THE HALF-SHILLING CURATE: A PERSONAL ACCOUNT OF WAR AND FAITH, 1914-1918, by Sarah Reay. Published by Helion and Company Ltd (www.helion.co.uk). £25. Hardback.

AFFECTIONATELY known by his family as the ‘Half-Shilling Curate’, the Rev Herbert Butler Cowl is the subject of a book written by his granddaughter which tells the very personal story of his First World War experiences from Christmas Eve 1914 to the end of hostilities.
Drawing on the chaplain’s own personal writings and letters – all of which he signed ‘The Half-Shilling Curate’ – the author recalls the life of a man who volunteered at the outbreak of war to become a Wesleyan army chaplain. It follows Herbert’s journey with the Durham Light Infantry from his service at the Army Home Camp in Aldershot to the adventure and reality of Flanders on the Western Front near Armentières.
While serving at the front, his campaign was cut short when he suffered severe throat and facial wounds during a heavy enemy bombardment. During his journey back to England the hospital ship carrying him, HMHS Anglia, hit a German mine in the English Channel just four miles from Dover and as a result of Herbert’s actions on that fateful day he became one of the first Wesleyan army chaplains to receive the Military Cross.
Despite being wounded by the explosion, he dragged four buoyant life rafts across the ship’s deck and dropped them into the sea to save the lives of soldiers who were close to drowning. Then, as the stricken ship sank, he gave his own life jacket to a soldier, jumped into the sea and managed to swim to a small raft before being rescued by a patrol boat.

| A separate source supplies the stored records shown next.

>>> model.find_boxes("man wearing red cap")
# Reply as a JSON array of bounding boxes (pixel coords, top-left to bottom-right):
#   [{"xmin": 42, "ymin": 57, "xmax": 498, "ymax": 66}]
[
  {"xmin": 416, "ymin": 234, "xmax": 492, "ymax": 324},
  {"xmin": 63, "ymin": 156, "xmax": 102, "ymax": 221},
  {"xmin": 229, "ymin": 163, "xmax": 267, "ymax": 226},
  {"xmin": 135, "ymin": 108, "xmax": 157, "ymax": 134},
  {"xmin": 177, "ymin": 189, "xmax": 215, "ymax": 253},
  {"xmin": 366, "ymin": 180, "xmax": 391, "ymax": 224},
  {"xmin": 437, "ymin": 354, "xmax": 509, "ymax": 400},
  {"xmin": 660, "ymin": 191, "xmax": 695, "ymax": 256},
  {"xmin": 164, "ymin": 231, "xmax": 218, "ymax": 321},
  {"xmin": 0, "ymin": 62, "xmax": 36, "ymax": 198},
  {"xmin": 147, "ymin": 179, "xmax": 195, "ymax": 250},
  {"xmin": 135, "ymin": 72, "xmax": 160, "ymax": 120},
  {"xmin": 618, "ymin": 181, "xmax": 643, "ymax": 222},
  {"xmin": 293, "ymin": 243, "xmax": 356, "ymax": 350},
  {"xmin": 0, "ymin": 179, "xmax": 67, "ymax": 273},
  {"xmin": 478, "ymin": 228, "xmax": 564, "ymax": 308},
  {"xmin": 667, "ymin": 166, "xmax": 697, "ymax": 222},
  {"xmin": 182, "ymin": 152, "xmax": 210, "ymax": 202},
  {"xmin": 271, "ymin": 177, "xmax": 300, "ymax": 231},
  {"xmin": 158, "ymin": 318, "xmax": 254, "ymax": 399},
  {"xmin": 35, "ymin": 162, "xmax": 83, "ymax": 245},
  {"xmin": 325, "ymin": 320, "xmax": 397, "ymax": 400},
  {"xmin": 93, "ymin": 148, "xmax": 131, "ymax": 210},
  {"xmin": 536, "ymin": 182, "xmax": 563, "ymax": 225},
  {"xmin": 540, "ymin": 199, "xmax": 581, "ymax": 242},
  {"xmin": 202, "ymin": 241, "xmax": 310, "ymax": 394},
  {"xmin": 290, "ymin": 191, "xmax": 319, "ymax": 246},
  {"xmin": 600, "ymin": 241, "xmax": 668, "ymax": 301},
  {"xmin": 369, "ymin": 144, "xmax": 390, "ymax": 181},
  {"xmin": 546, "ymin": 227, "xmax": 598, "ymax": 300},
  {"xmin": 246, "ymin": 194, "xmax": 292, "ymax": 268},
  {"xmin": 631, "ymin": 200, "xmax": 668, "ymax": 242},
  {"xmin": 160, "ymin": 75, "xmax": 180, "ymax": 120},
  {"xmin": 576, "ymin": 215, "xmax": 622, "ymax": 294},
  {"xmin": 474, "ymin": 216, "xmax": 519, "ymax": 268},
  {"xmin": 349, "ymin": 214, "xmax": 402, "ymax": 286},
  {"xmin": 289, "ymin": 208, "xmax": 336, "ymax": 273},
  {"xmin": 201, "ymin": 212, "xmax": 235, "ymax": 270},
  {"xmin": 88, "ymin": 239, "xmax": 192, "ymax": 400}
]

THE SOMME 1916: THE FIRST OF JULY, by Ed Skelding. Published by Pen and Sword Books (www.pen-and-sword.co.uk). £25. Hardback.

A COMPANION volume to the Walking the Western Front series of DVDs, this book takes the reader on a photographic journey made by a Newcastle-based military historian and film-maker across the battlefields of the Somme in the Picardy region of northern France.
Ed Skelding has researched and filmed these battlefields while making many broadcast documentaries over the past 25 years, bringing together his research notes, personal recollections and many photographs of the locations where the crucial actions of the first of July were played out.
On that fateful day in 1916, along a 13-mile front, men – many of whom were part of Lord Kitchener’s volunteer army, including the Pals’ battalions – advanced into a maelstrom of rifle, machine gun and artillery fire that would leave 19,470 of them dead with another 35,493 wounded or missing.
It was an offensive designed to break through the German lines, but at the end of the battle four and a half months later no clear-cut victory could be claimed by either side. After 142 days of fighting both armies had suffered more than one million casualties.
A chapter on the fighting around the village of Thiepval recalls the action involving the 16th Battalion, Northumberland Fusiliers Tyneside Commercials – blue-collar workers drawn from Newcastle city and the factories and heavy industries that lined the banks of the Tyne. Among their ranks were Private Tommy Goodwill and Corporal Dan Dunglinson, both players with Newcastle United FC.
When the whistles blew to order the men forward, the Commercials’ attack began with a football being kicked into no-man’s-land by Tommy Goodwill. He was one of the first men to go ‘over the top’ but died in the battle – the only senior Newcastle United first team player to be lost in the war.